For years I thought I had to fly all the way to Egypt, Malaysia or the Maldives to find the ultimate scuba diving experience.
Little did I know that a true diver's paradise is just a few hours’ flight away from Berlin – in Malta.
Calm waters, clear visibility on calm days up to 50 metres and amazing dive sites speak a language of their own.
At first it was not much more than a small spot on the map for me, but I quickly fell in love with all the islands had to offer, especially the small island of Gozo.
It is the second-largest of the archipelago and attracts scuba diving enthusiasts to its rugged west coast with places such as the Inland Sea and the Blue Hole with the Azure Window.
All those dive sites are in an area around Dwejra Point, which is part of an enormous nature reserve and can be easily accessed via the small fishing village of San Lawrenz.

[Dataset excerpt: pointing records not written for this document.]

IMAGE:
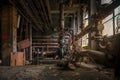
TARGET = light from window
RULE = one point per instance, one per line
(108, 25)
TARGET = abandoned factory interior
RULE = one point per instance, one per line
(59, 39)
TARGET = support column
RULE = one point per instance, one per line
(61, 35)
(9, 33)
(30, 41)
(78, 21)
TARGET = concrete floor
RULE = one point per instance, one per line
(52, 72)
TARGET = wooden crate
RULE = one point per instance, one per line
(17, 59)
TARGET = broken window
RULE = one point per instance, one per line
(85, 40)
(108, 25)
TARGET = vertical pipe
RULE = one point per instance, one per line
(74, 27)
(89, 18)
(61, 35)
(78, 20)
(113, 22)
(30, 42)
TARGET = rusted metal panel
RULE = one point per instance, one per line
(23, 44)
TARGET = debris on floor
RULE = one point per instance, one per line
(52, 72)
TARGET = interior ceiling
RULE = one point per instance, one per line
(44, 13)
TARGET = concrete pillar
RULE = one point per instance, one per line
(9, 33)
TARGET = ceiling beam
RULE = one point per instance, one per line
(57, 11)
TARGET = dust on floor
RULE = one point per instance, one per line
(52, 72)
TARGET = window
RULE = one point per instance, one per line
(85, 20)
(85, 40)
(117, 20)
(108, 25)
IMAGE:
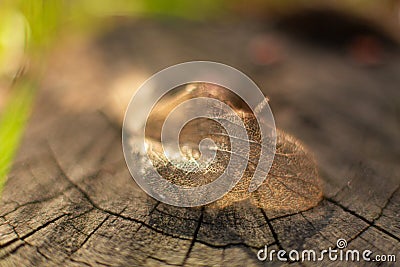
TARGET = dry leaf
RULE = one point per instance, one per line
(292, 184)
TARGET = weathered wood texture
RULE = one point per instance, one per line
(70, 200)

“That’s how a transforming butterfly must feel like in its cocoon,” I thought when I tried to squeeze into sexy long johns and a tight-fitting wetsuit.
But the water in Malta is rather chilly in spring and, hence, I forced my body into the wetsuit. The lovely divemaster Aga laughed at me and showed me the way to where we had to enter the water.
My eyes caught a glimpse of the massive natural rock formation that is called the Azure Window.
The arch was created after two limestone sea caves collapsed. In my head, I tried to measure the distance to sea level and it must have been more than 20 metres down to the famous Blue Hole.
“That is exactly where we need to go down,” Aga pointed out happily.
I can tell you this much: it was an exhausting hike down the slippery coral limestone rocks with a complete set of equipment on our backs.
I was sweating and slipped on the wet rocks more than once leaving me like a beetle stranded on its back and needing help to get back up again.
When we did arrive at the bottom, we put on our hoods and fins and off we went into the dark depths.
In front of us a circular abyss opened up, leading about 18 metres down.
Happy to not feel my weight any more, I was gliding through the water and marvelled at the mysterious underwater world.
From below, the whole thing looked like a big arch with a flat, nearly square top side almost entirely covered with coral.
Our dive took us from the Blue Hole out across the bay to the Azure Window, which most tourists only come to admire from above.
However, the bigger part is hidden underwater and scattered across the sea bed were huge boulders that had fallen from the window.
The massive stone block was the perfect hiding place for many sea creatures such as colourful nudibranches, which are quite a rare sight in the Mediterranean.
We slowly swam around the blocks, circled around the reef and saw schools of damselfish, comber fish and nudibranch.
I came across some jellyfish that were luminescent when scared and glowed in a fascinating way.
Back at the Blue Hole, Aga and I swam through a large cave into a chimney-like tunnel that literally soaked the mystical underwater scenery in a dramatic light.
Right next to the Blue Hole is a second, world-class diving site called Inland Sea, which French explorer Jacques Cousteau once rated among his top 10 dive sites.
The Inland Sea is, as the name suggests, a naturally formed lagoon, connected by a tunnel to the Mediterranean.
This tunnel is about 60 metres long and it took about 15 minutes of steady swimming through the grotto to the Azure Window. Inside, it was so dark that we had to rely on flashlights and only a bright light at the end of the tunnel showed us the way.
Diving through the long tunnel felt like being on a deep sea dive and I saw many jellyfish, damselfish, groupers and red starfish.
The only downside was that we resurfaced at the Blue Hole, so we had to carry our heavy equipment back up the steep rocks after diving for about 50 minutes in cold water. I definitely have to work on my personal fitness – but that is another story.